We are a procurement business operating in the UK and the US and in the last twelve months we’ve grown from 60 heads to over 200. Finance has played a pivotal role in providing information to help our leaders identify key growth drivers and decide which levers to pull as market conditions change.
The role of finance is to articulate how the business derives economic benefit. Although this is a simple statement, often the drivers for success aren’t universally shared and finance must spell out what the business needs to keep doing or to stop.
What are the key political and economic risks/opportunities you face in the year ahead?
Inprova Group operates in both the public and private sector and both markets are showing similar characteristics. Economic and political uncertainly is making customers more cautious about committing to projects, whilst they try to understand the impact that factors such as Brexit will have on their organisations.
So, timing is a real challenge for us as often our customers are unsure themselves on their business plans. We try to mitigate this by being flexible and responsive as our customers’ needs change.
What business-friendly policies do we want the next government to undertake to improve the environment for UK corporates?
Often the government focuses on the headline rate of corporation tax. Inprova Group is a service business; three quarter of our overheads are payroll costs and having more advanced tax relief on training and development costs (similar to those for R&D tax credits) would allow for greater investment in human capital and thus drive growth.
Which capex projects will you be focusing on in 2017, and how will these be financed?
Technology will be a major area of investment, in particular systems that understand buying patterns and predictive analytics, so we can provide customers with insight into their organisations’ spend patterns.
We’ll be financing tech projects with our own cash reserves. Where you are doing things that are really new, such as prediction analytics, it’s often difficult to get loans so we took the decision to finance this ourselves.
How do you expect the balance of your role to change in the coming year; between compliance and forward-looking/strategic? And why?
The balance of an FD’s role should be 80% looking forward and 20% compliance. Increasingly, software systems are delivering compliance so human intervention isn’t needed so much. If the transactional side of things is all an FD does then he or she will be out of a job quickly.

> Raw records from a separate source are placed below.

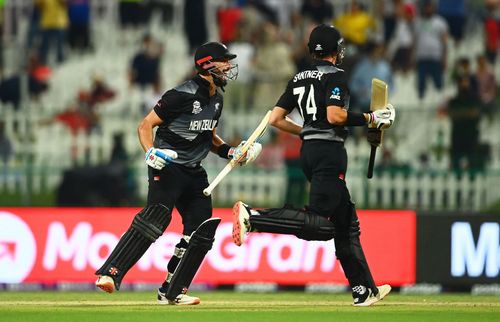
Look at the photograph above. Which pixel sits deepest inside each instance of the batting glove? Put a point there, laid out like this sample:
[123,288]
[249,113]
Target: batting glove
[250,155]
[374,136]
[158,158]
[383,118]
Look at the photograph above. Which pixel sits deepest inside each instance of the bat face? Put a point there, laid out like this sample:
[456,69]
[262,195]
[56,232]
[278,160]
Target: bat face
[379,94]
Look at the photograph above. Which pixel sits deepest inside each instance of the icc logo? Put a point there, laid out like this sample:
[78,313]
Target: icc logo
[335,93]
[17,248]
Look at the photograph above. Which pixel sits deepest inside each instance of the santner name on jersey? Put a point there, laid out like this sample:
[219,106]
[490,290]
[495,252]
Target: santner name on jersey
[202,125]
[308,74]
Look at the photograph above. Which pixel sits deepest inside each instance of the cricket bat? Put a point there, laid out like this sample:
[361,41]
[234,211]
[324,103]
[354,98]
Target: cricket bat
[378,100]
[257,133]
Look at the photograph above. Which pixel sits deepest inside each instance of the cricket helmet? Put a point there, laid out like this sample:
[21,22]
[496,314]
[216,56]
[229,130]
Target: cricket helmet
[326,39]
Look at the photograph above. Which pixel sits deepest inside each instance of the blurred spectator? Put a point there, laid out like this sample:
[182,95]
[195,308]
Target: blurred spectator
[33,34]
[272,67]
[38,78]
[373,65]
[272,155]
[100,92]
[145,66]
[388,10]
[229,19]
[238,92]
[132,13]
[5,146]
[53,26]
[453,11]
[79,24]
[298,38]
[463,69]
[432,37]
[356,25]
[401,44]
[464,111]
[487,85]
[492,30]
[195,25]
[265,11]
[76,118]
[317,11]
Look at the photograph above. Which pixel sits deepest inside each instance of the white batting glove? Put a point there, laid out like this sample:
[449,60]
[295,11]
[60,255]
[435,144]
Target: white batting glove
[382,119]
[250,155]
[158,158]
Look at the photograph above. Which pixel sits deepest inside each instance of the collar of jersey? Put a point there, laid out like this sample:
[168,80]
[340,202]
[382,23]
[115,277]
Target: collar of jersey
[319,62]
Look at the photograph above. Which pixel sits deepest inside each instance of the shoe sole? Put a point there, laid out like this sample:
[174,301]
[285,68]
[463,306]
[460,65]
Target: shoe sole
[381,295]
[107,287]
[237,236]
[195,302]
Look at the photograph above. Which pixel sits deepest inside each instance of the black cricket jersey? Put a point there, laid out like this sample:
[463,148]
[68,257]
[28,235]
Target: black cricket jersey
[311,91]
[189,115]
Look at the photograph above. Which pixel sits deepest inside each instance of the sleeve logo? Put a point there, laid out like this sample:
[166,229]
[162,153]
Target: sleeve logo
[335,94]
[196,107]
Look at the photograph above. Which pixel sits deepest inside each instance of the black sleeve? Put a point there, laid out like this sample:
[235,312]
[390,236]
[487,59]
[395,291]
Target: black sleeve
[287,100]
[170,105]
[336,89]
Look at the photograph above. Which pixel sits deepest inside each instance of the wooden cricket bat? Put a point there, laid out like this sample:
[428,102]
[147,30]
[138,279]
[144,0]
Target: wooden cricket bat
[378,100]
[258,132]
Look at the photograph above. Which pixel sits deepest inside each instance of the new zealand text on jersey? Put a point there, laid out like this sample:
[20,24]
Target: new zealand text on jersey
[202,125]
[308,74]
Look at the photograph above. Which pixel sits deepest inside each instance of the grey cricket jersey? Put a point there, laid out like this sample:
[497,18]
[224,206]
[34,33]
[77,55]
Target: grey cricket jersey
[310,92]
[189,115]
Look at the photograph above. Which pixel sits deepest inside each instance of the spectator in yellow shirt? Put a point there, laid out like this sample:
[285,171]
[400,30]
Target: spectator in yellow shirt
[53,25]
[355,25]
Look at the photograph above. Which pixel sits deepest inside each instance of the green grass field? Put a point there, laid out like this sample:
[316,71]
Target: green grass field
[241,307]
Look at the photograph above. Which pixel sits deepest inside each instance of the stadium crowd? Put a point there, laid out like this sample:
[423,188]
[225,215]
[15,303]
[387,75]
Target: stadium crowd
[415,41]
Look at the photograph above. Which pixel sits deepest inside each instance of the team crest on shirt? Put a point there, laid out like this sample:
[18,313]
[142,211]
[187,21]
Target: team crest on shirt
[335,94]
[196,107]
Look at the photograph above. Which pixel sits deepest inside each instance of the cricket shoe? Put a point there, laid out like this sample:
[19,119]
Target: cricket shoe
[181,299]
[364,297]
[241,222]
[106,283]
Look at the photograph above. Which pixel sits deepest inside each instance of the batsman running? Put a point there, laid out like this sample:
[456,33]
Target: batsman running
[321,96]
[187,117]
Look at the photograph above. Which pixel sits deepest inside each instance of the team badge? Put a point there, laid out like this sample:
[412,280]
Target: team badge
[196,107]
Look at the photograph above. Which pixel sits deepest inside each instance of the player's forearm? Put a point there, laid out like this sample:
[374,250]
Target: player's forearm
[145,133]
[216,143]
[286,125]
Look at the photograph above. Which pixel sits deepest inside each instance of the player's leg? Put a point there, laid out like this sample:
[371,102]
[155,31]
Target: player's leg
[195,208]
[146,227]
[350,253]
[287,220]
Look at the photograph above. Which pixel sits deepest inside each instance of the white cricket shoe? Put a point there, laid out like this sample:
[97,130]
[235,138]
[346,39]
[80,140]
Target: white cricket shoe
[241,222]
[383,290]
[181,299]
[105,283]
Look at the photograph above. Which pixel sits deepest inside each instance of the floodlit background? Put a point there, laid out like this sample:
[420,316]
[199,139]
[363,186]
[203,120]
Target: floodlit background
[75,82]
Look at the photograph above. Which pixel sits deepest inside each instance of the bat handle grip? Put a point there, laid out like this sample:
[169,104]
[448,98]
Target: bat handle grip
[371,163]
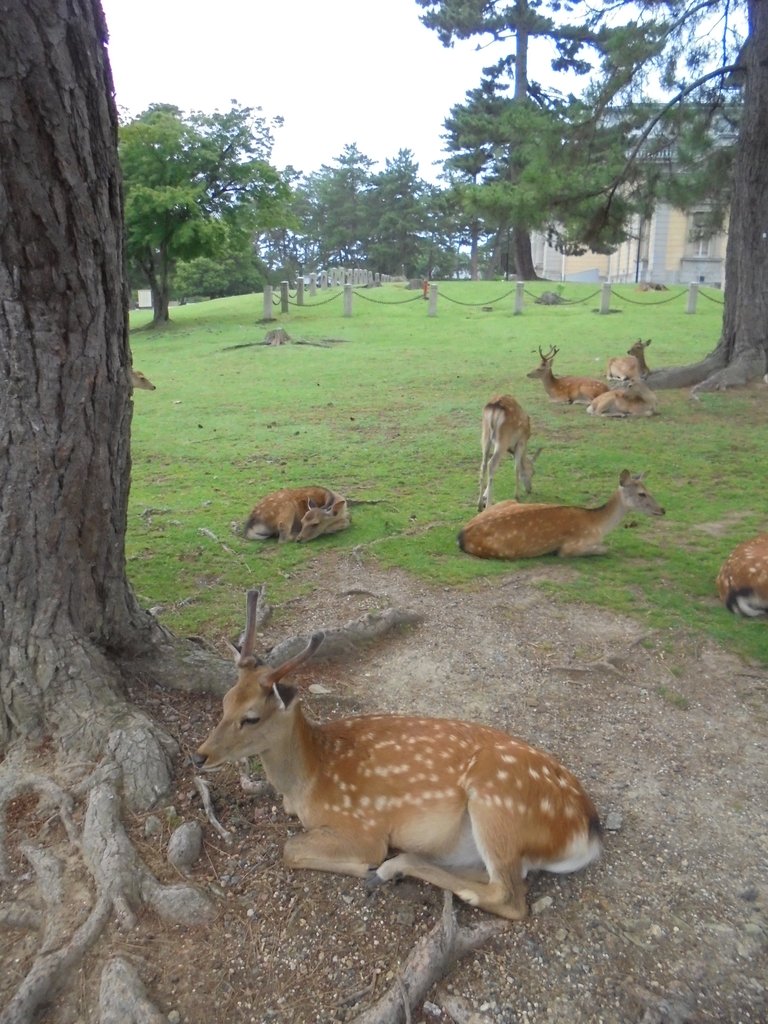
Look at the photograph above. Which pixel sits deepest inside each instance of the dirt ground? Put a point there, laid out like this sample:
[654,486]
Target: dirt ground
[668,736]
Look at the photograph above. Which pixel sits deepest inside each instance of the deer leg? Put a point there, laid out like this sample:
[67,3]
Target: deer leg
[493,465]
[324,850]
[504,896]
[484,496]
[572,549]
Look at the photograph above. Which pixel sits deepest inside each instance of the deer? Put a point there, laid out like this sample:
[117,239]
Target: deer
[742,581]
[298,514]
[140,382]
[636,399]
[568,390]
[456,804]
[506,427]
[629,367]
[512,530]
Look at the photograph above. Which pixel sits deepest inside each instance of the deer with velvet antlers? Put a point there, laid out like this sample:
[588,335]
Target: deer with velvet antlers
[297,514]
[506,427]
[742,582]
[455,804]
[512,530]
[568,390]
[634,399]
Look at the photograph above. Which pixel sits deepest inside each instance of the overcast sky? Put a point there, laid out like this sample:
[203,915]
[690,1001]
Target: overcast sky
[364,71]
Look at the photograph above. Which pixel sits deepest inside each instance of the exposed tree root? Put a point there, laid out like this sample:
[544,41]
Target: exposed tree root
[712,374]
[122,997]
[134,772]
[342,641]
[430,960]
[121,882]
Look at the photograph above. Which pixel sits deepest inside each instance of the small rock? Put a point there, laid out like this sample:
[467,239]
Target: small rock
[185,846]
[542,904]
[153,826]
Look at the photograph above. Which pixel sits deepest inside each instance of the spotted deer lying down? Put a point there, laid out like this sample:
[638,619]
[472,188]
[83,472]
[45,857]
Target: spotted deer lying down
[635,399]
[565,389]
[742,582]
[512,530]
[630,367]
[466,807]
[297,514]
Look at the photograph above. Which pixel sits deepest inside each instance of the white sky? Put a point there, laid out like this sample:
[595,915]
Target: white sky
[363,72]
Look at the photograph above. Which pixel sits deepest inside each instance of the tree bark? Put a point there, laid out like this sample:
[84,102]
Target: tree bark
[71,625]
[741,354]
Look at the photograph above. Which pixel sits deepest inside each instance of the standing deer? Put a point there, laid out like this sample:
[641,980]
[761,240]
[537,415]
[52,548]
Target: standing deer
[636,399]
[742,582]
[297,514]
[467,808]
[565,389]
[512,530]
[140,382]
[630,367]
[506,427]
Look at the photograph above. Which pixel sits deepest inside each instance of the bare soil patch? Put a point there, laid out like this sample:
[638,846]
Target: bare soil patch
[668,734]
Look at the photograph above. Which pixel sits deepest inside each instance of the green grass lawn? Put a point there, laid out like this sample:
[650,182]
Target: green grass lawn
[388,412]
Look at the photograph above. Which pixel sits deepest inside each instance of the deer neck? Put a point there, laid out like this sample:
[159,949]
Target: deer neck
[287,762]
[550,381]
[609,514]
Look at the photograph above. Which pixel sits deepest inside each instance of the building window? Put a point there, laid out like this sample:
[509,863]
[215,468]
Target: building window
[699,235]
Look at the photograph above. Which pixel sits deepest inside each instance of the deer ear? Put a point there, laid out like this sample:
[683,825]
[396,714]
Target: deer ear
[284,694]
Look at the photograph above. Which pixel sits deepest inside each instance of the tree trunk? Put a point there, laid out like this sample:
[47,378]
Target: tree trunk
[741,354]
[72,626]
[523,254]
[521,232]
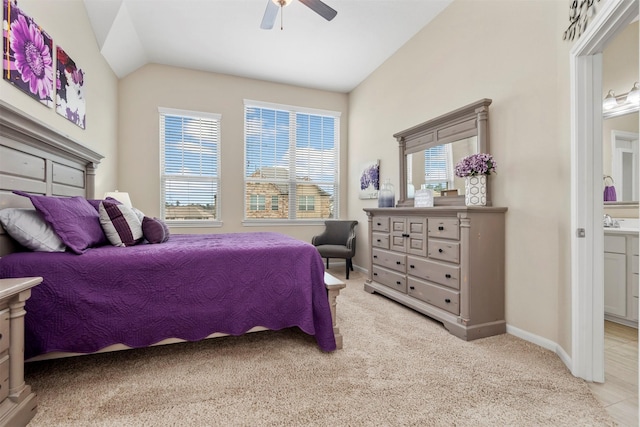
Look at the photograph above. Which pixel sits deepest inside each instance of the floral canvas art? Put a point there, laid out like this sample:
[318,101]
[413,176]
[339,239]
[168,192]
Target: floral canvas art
[70,102]
[27,62]
[370,180]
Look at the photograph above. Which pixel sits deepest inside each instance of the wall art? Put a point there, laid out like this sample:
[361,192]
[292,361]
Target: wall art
[27,61]
[369,180]
[70,101]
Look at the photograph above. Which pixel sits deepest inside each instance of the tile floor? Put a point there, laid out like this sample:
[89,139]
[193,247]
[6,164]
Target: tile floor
[619,393]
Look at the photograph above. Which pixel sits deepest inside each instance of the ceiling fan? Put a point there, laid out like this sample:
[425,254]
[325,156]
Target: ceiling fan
[273,6]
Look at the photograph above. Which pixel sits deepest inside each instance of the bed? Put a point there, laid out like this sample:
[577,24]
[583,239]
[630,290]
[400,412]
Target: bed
[187,288]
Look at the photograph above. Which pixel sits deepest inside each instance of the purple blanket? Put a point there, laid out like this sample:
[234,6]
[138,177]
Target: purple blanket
[189,287]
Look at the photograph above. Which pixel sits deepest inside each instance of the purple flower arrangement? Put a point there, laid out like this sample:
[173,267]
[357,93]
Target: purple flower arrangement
[476,164]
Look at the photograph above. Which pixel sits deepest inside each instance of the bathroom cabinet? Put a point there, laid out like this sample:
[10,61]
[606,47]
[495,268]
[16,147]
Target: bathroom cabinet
[621,277]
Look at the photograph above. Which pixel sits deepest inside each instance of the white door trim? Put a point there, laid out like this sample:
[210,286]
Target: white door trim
[587,262]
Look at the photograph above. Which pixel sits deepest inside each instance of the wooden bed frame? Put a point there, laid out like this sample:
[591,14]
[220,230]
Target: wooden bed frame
[37,159]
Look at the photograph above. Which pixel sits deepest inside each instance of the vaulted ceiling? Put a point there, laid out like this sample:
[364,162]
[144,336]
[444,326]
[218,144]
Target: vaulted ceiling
[224,36]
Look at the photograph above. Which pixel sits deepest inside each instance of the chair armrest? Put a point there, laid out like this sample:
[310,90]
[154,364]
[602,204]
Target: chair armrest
[320,239]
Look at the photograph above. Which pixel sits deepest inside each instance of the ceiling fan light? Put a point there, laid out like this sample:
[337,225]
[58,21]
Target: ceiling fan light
[609,101]
[634,94]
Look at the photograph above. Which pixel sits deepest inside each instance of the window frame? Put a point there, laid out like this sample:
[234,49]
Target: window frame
[217,222]
[292,218]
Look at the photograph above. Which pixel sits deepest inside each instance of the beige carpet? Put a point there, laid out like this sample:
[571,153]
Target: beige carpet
[397,368]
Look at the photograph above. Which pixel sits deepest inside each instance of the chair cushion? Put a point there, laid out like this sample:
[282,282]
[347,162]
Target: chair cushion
[334,251]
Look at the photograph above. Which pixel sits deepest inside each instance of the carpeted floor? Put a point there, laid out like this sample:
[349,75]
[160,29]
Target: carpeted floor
[397,368]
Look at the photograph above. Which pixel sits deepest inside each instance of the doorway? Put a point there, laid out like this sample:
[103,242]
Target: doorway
[587,264]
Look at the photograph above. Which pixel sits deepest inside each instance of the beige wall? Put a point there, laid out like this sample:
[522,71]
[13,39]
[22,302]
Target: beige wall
[153,86]
[513,53]
[67,24]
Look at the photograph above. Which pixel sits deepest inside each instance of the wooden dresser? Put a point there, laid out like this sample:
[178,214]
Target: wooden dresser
[17,402]
[446,262]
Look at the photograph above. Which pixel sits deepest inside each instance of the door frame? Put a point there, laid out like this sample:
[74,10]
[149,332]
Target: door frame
[587,247]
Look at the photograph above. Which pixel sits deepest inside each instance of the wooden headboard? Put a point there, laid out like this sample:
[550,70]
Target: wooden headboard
[37,159]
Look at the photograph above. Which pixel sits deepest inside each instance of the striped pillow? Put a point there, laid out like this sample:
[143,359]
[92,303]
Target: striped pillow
[120,224]
[155,230]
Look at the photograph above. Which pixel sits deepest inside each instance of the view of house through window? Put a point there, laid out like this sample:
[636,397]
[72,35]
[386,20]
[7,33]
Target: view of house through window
[291,162]
[190,154]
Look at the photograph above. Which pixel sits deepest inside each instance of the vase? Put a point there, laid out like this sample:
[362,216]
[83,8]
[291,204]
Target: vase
[386,195]
[475,190]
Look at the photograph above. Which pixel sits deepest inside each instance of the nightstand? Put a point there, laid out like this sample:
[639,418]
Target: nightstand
[17,402]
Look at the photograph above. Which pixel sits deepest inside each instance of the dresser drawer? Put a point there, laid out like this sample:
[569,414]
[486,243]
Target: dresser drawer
[444,228]
[5,325]
[380,223]
[380,240]
[4,378]
[447,275]
[392,260]
[389,278]
[445,251]
[443,298]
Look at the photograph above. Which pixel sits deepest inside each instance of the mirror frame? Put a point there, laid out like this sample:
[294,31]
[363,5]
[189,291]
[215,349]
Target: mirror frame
[470,120]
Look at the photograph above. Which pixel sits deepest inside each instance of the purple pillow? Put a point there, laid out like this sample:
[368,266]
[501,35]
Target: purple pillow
[120,224]
[155,230]
[73,219]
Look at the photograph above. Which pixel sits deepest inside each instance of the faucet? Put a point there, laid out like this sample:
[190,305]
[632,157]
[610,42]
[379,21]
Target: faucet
[610,222]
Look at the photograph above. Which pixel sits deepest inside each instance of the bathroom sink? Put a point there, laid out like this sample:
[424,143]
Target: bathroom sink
[624,225]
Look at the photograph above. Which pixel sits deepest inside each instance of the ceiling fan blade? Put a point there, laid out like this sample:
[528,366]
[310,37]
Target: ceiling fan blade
[320,8]
[270,14]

In the past finance directors have told a business what their historical results were. But telling business leaders what’s going to happen in the future is now much more important. People will pay a massive premium to find out what’s happening tomorrow.
Advice for other FDs for the coming year?
Historically, finance has been viewed as a compliance and control function and if that is all it delivers, then it will become obsolete. Moving forward, finance must enhance strategic decision making by using the unique vantage point and data it holds. Having an opinion is also important. Not everybody will like your opinion, but the FD needs to be heard and that’s about speaking a language that will grab people’s attention.